The idea for the QurAscii transliteration came up in course of the transformation of the Tanzil Quran (which was published on the internet in 2007) into a relational Access database during Ramadan 2008.
The goal was, to only use ASCII characters ('Basic Latin' Block '0000' to '007F' of Unicode), in order to create a fully reversible transliteration of the holy quran. As the chracters '0000' trough '0020' and '007F' are used for control characters and '0030' through '0039' for numbers, 84 ASCII characters remained for this task.
In a first approach the Buckwalter Transliteration was used. But as the Buckwalter transliteration had some defizits in relation to modern html/xml representation of arabic text and a lot of special characters/diacrits, which are used in the holy Quran, were missing, a slightly different approach had to be selected.
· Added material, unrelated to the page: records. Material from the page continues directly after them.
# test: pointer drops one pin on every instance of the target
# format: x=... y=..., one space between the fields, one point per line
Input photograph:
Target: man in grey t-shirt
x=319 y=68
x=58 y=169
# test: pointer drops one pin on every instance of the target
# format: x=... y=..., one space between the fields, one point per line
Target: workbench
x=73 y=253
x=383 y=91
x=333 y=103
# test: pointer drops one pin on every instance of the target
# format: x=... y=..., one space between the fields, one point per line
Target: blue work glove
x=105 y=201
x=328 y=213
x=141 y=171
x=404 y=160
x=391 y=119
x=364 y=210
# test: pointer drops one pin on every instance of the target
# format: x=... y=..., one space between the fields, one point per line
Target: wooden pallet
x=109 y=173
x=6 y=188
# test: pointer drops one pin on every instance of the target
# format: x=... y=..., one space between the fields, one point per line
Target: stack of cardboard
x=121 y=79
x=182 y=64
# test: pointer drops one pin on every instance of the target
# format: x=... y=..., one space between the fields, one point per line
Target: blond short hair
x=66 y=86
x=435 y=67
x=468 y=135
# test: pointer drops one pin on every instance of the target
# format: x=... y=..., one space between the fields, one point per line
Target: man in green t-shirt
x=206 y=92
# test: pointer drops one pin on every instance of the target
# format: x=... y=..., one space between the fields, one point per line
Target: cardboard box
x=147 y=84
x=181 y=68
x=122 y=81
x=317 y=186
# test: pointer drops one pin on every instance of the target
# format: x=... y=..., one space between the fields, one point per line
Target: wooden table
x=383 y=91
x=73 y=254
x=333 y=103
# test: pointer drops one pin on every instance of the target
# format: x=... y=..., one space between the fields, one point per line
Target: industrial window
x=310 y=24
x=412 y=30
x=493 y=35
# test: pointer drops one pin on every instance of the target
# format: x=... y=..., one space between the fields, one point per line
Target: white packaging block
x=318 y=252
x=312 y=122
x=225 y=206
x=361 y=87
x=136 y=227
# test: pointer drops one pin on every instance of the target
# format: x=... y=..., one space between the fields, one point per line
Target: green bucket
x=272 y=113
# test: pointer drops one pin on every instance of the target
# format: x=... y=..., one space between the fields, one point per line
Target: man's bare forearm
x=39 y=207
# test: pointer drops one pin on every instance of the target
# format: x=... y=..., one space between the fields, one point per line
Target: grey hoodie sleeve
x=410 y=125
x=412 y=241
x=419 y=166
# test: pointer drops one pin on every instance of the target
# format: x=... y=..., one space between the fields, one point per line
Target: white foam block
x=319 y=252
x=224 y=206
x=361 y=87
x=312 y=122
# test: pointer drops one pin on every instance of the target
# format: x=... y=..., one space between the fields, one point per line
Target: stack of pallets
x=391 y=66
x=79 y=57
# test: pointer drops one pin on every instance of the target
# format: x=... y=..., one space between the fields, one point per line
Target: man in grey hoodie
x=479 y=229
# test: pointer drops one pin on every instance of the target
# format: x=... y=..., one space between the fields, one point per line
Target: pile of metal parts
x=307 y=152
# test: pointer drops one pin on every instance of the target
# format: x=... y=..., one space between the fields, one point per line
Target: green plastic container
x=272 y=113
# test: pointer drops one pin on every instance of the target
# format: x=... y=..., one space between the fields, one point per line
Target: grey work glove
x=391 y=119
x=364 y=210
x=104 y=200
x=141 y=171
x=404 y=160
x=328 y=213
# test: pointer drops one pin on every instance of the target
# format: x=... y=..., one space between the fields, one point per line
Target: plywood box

Basic idea was to use only ASCII consonants (and no special characters) to transliterate the arabic consonants (except alif which is treated as a carrier and vocal extension). For diacritic vowels also the related ASCII vowels were used. The remaining vowels were distributed to 'Alif Madda', 'Alif Wasla' und 'Alif Maksura'. For plain 'Alif' the exclamation mark was used as it is of similar shape.
The resulting deviations from the Buckwalter Transliteration are listed in the following table:
Arabic | Buckwalter | QurASCII | Explanation |
---|---|---|---|
ء | ' | @ | HTML reserved character; @ is simmilar to a |
آ | | | O | special character - Long Alif => O |
أ | < | % | HTML reserved character |
ؤ | & | W | HTML reserved character => W |
إ | > | , | HTML reserved character |
ئ | } | Y | => Y (as Waw with Hamza above) |
ا | A | ! | as A is used for Fathatan; ! has similar shape |
ذ | * | g | g as last availlable small consonant |
ش | $ | c | c as in German sch |
غ | g | G | use of Capital Letter G was more appropiate |
ى | y | e | e as last remaining small vocal |
ي | Y | y | small y as in DIN & ISO |
ً | F | A | capital A for an |
ٌ | N | U | capital U for un |
ٍ | K | I | capital I for in |
ّ | ~ | = | douplication |
ْ | o | ` | absence of vowel = accent |
ٰ | ` | - | elongation |
ٱ | { | o | voiceless Alif => o |
As manual transliteration in a database of course was not feasible, I decided to teach myself the open source programming language Perl which seemed to be the best choice for the task of textual analysis and conversion.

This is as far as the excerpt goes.